Di weeklu chart, posisi indikator Composite Index menunjukan hal yang sama. Note kalau historically, hampir semua upswing signifikan di weekly chart terjadi di posisi extreme saat ini (see circles). (Chart di bawah ini dimark sebagai ‘daily’ by software di pojok kiri atas, tapi data yang digunakan adalah weekly)
BWPT Section
Salah satu alasan mengapa fokus charting ada di AALI adalah karena struktur AALI jauh lebih jelas dari saham sawit lainnya, termasuk LSIP. Secara spesifik, saya memiliki confidence untuk membuat interpretasi Elliott Wave di AALI, tapi tidak untuk yang lainnya. Pengalaman menerapkan Elliott Wave di BWPT tidak membuahkan hasil. Tapi saya mempunyai a very high confidence kalau value driver BWPT dan AALI sama. Di analisa sebelumnya saya telah berkali-kali menampilkan kalau pergerakan EVA BWPT dan AALI tidak jauh berbeda. Terlebih, saya menemukan kalau EVA improvement BWPT lebih besar dari AALI (as measured by EVA momentum). Ini bisa mudah dimengerti karena starting position BWPT sebelum era kenaikan CPO jauh lebih buruk dari AALI. Secara price action, AALI adalah lead market sedangkan BWPT adalah lag market.
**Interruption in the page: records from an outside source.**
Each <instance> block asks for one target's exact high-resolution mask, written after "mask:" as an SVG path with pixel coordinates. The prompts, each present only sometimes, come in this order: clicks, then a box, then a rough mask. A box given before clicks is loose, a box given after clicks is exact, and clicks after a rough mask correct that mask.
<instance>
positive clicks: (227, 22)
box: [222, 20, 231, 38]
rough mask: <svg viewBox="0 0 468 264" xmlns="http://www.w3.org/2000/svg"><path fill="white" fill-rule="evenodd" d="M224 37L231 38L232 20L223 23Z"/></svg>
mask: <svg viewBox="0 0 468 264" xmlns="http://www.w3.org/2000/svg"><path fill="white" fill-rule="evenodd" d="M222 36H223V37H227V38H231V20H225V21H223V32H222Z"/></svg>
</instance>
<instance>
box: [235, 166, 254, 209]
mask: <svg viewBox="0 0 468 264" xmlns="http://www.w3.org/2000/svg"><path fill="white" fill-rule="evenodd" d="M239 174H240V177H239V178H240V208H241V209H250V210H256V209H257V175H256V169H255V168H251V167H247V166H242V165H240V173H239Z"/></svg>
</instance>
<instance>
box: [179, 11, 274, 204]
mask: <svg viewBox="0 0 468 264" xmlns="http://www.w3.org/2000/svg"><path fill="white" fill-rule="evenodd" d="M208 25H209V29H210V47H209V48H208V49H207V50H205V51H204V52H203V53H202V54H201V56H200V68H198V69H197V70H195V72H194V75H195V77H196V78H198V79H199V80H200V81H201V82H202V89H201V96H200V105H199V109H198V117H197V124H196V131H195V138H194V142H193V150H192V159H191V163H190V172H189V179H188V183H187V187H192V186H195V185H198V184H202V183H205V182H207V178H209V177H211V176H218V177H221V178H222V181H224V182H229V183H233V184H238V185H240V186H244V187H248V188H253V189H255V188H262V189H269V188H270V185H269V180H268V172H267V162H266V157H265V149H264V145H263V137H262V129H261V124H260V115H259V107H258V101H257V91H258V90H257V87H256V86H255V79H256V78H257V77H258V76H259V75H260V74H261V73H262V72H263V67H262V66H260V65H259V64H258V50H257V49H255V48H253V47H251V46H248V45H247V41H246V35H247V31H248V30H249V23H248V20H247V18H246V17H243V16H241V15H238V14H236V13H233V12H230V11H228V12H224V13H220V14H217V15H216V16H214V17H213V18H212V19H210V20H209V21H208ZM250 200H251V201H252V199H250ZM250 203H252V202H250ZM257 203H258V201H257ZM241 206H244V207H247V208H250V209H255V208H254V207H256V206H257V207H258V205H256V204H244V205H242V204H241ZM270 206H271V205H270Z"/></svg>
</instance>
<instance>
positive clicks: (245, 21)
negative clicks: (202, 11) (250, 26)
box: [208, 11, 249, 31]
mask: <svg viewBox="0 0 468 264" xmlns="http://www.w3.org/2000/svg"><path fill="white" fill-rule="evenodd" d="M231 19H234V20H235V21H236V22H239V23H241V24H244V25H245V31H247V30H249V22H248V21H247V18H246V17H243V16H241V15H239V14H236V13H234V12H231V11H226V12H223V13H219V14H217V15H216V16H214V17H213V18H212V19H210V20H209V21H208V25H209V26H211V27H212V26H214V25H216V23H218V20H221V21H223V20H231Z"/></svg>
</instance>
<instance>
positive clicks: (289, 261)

Di sekitar awal tahun 2021 (area panah), kejadian penting terjadi ketika BWPT break-out dari angle line. Hingga saat ini saya masih percaya angle ini signifikan. Deep retracement yang kemudian terjadi tidak mengantar BWPT membentuk new low. Point terendah BWPT masih tetap di low 2020, dan seandainya main scenario AALI berjalan dengan mulus, saya yakin lowest point BWPT akan tetap di low 2020. Expect pergerakan signifikan terjadi ketika BWPT kembali mencoba break-out dari angle line yang di-anchor di secondary high pivot awal 2022.
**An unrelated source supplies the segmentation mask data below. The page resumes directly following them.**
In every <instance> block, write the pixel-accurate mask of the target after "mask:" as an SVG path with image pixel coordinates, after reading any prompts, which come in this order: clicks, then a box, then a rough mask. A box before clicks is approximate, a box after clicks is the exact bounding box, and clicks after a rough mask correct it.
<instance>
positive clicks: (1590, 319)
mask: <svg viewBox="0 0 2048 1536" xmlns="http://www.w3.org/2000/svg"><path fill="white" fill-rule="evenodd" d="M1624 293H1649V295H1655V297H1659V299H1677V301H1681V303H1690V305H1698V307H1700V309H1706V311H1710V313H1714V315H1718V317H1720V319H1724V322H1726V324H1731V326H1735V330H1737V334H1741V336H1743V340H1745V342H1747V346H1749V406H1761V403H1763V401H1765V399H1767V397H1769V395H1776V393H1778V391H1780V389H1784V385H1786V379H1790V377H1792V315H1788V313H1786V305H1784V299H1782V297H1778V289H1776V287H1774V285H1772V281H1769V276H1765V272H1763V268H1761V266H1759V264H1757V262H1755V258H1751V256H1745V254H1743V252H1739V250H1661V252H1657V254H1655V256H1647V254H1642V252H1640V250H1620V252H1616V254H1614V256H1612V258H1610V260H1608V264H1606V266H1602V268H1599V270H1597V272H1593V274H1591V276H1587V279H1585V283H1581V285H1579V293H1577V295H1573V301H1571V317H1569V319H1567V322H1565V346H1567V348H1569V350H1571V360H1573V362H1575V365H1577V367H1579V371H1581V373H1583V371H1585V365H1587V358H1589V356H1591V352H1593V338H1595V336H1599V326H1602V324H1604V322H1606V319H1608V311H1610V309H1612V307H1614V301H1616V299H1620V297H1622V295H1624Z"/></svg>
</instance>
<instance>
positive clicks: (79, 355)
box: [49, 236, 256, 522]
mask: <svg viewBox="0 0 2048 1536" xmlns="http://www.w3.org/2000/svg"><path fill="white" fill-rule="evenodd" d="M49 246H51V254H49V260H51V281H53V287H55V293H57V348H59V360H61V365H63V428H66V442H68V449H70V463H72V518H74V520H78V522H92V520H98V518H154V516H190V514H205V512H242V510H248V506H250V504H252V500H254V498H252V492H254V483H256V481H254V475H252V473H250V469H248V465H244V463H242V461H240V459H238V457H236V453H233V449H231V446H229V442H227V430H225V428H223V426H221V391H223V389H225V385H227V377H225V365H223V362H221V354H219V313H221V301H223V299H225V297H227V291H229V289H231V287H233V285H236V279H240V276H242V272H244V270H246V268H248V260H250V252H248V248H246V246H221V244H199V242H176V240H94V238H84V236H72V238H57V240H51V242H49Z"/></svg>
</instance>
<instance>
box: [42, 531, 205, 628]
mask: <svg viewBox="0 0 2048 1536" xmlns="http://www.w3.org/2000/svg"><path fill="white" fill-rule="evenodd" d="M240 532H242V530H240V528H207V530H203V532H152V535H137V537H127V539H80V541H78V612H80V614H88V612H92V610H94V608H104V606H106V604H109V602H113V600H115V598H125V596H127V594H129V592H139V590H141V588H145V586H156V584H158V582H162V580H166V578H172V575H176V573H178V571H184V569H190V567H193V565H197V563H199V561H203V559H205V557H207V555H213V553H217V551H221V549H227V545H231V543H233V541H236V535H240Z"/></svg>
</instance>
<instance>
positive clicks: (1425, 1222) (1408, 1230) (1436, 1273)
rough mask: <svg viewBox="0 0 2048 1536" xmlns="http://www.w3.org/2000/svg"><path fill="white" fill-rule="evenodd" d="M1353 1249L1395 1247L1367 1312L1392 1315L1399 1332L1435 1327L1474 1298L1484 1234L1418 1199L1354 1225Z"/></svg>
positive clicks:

Di bawah ini adalah estimasi saya untuk EVA BWPT di akhir tahun 2022 apabila kebijakan tarif baru diberlakukan dan tidak berubah, dan harga CPO tidak mengalami perubahan besar. Saya ingin lebih optimistis kalau akhirnya perusahaan sawit mulai bisa mempass-on regulation fee di market export, tapi bahkan tanpa itupun kita bisa melihat EVA improvement signifikan. Ini karena harga CPO di tahun ini lebih tinggi sehingga net pricenya hampir mendekati secondary high 2012. Dengan kata lain, implementasi regulasi baru akan membawa harga CPO secara efektif mendekati peak tahun 2012 di sekitar USD 1.200/Ton (USD 1.700/T – USD 488/T = 1.212/Ton). That would bring BWPT to an almost record high performance.
Saya akan menulis major update berikutnya ketika salah satu ini terjadi: A) AALI naik tanpa menembus low wave 2, kemudian masuk kembali ke dalam area channel (yang mana bullish scenario karena lower channel akan menjadi resistance). B) AALI turun melewati low wave 2, yang mana bearish dan menghancurkan interpretasi wave count utama.
Strong break-out di BWPT dari angle line juga bisa menjadi alasan untuk saya melakukan update. Tapi saya akan menunda update apabila MPOC masih belum mempublish data inventory bulan Mei.